I recently wrote a book review for “Relating to voices using compassion focused therapy: a self help companion” by Charlie Heriot-Maitland and Eleanor Longden. Here’s what I said:

“A friend of mine who eventually recovered after spending many years in hospitals being treated for “schizophrenia” complained to me that all the professionals who treated him never mentioned “love” or anything like it – yet that was the essential ingredient he required to heal.

“Professionals have often been taught that to be scientific, they should avoid the “warm and fuzzy” while focusing instead on suppressing or eliminating “psychopathology”. But compassion focused therapy, on which this book is based, takes the opposite stance. It argues that while our brains have evolved to be tricky, and prone to getting stuck in destructive “loops” and inner conflicts, we also have an evolved capacity for compassion, and that the key to healing is learning to use compassion to reconcile with, rather than suppress, the parts of our minds that disturb us.

“This book makes this compassion focused approach accessible to voice hearers. The kindness and humanity of its coauthors (one of whom is herself a voice hearer) are a consistent presence as the reader is thoughtfully guided through possible steps toward changing relationships with voices.

“To begin, voice hearing is normalized as a normal human experience, and reasons to take a compassion focused approach are introduced. Issues of being safe and feeling safe (not always the same thing!) are discussed, and ways to access and/or develop a “compassionate self” are introduced. The next step is learning how to explore one’s conflicting emotions or “emotional selves” from the perspective of the compassionate self. This is good preparation for relating to voices, since emotional conflicts are usually less tricky than are conflicts with voices. Then comes work on developing a compassionate understanding of the voices and of their activity. By considering early experiences and key fears, voice hearers learn to discern how even voices that appear wildly destructive may have a protective intent. Finally, equipped with that perspective, ways of compassionately and wisely relating with the voices and with the emotion behind them are introduced.

“To support this journey, a variety of methods are employed. There are “check-in” boxes that encourage readers to notice how they are responding to what is being introduced, and “practical boxes” that lead the reader in exercises to practice new approaches. There is also a companion website to the book, relatingtovoices.com, which contains audio and print versions of the exercises, along with links to videos and other resources.

“While written as a self-help book, it will also be useful to professionals and to family members who want to increase their ability to support someone in using this approach, even those who may not themselves be inclined to read books.

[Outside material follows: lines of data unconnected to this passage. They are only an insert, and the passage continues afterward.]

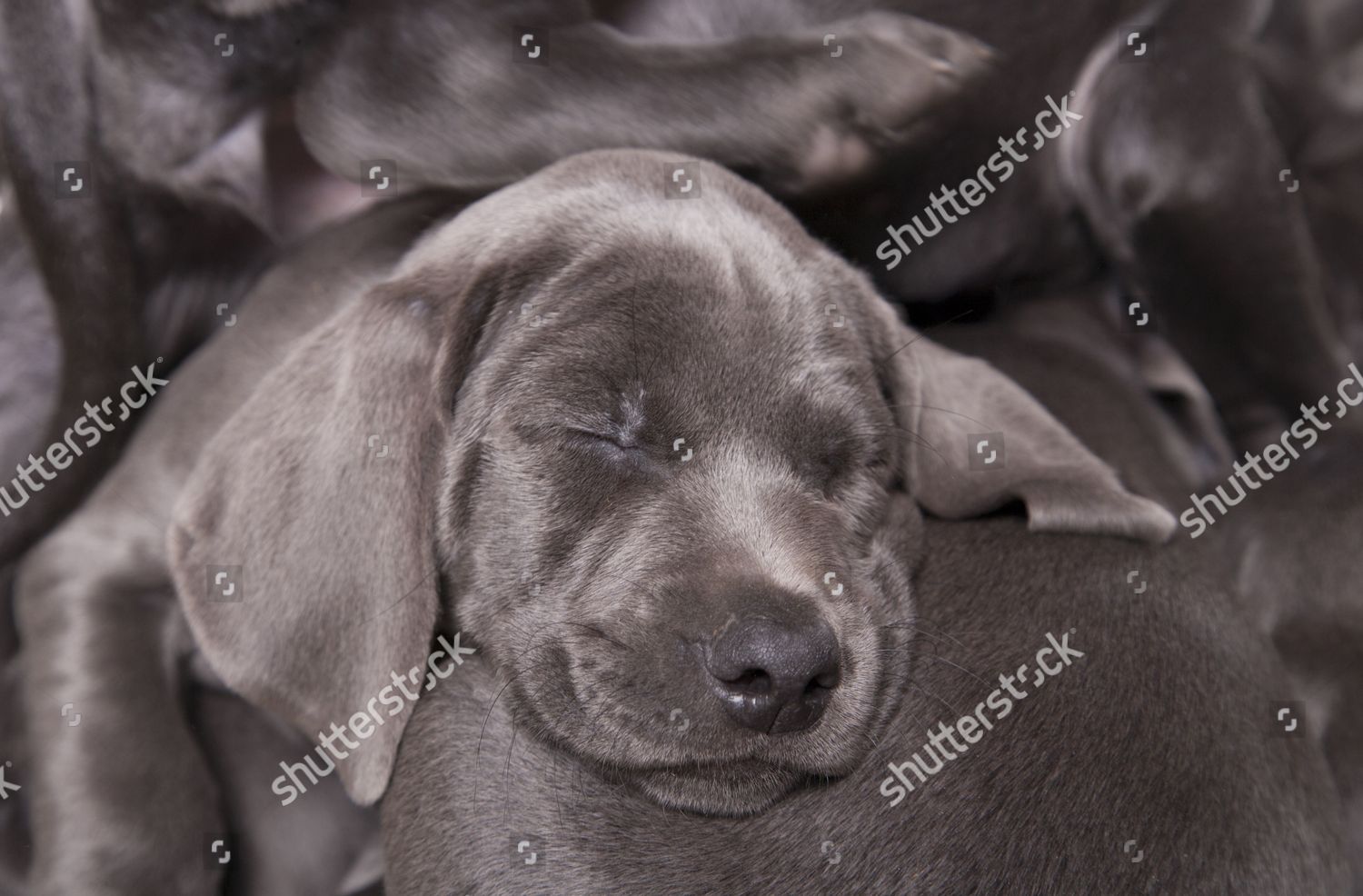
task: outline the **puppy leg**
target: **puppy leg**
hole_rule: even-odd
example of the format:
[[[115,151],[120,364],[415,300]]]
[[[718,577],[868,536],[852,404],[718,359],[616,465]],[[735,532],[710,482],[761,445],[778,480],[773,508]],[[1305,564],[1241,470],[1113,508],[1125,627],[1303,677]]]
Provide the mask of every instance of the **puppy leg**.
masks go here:
[[[1131,292],[1238,440],[1280,428],[1348,375],[1306,206],[1249,63],[1198,29],[1081,83],[1067,155],[1081,205]],[[1101,65],[1103,63],[1097,63]]]
[[[492,187],[572,153],[639,146],[751,166],[796,191],[866,166],[988,55],[906,15],[658,42],[578,4],[540,5],[358,4],[298,98],[309,149],[345,177],[393,160],[399,183]]]
[[[33,806],[35,896],[219,886],[204,858],[222,832],[217,795],[181,711],[188,629],[143,528],[85,517],[20,570],[31,758],[15,772]]]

“One of the persisting myths about mental functioning, which is especially destructive to voice hearers, is the notion that experiences of something hostile or disruptive within our mind is likely the sign of something wrong with our brains. This creates excess dependence on drugs and on a continued battle with whatever is disruptive, in a way that too often inflames into what one of the authors, Eleanor Longden, has referred to as a “psychic civil war”. By instead framing contrary emotions and emotional systems, as well as voices, as all deriving from evolved systems that are trying to help us (even as they may go overboard with that), compassion focused therapy and this book in particular point in a much more hopeful direction, creating possibilities for peace, healing, and the kind of true mental health that has its origin in our hearts.”

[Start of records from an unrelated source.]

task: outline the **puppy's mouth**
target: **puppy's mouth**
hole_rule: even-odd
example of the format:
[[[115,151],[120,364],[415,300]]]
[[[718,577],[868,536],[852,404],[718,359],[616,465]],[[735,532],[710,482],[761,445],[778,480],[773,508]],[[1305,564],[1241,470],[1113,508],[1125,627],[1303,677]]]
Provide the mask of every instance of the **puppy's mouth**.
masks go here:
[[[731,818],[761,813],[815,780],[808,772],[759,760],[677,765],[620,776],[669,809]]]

Unger, R. (2023). Relating to voices using compassion focused therapy: a self help companion. Psychosis, 1-2. https://doi.org/10.1080/17522439.2023.2172602

[Note that if you are interested in purchasing the book, you can also find it at relatingtovoices.com]

1 comment… add one
  • Hi, Ron!

    This was such a great read. Thank you for sharing this concept with us. I think it’s such an interesting perspective on voice hearing, and it’s good to know that with compassion-focused therapy people can view their minds as helpful.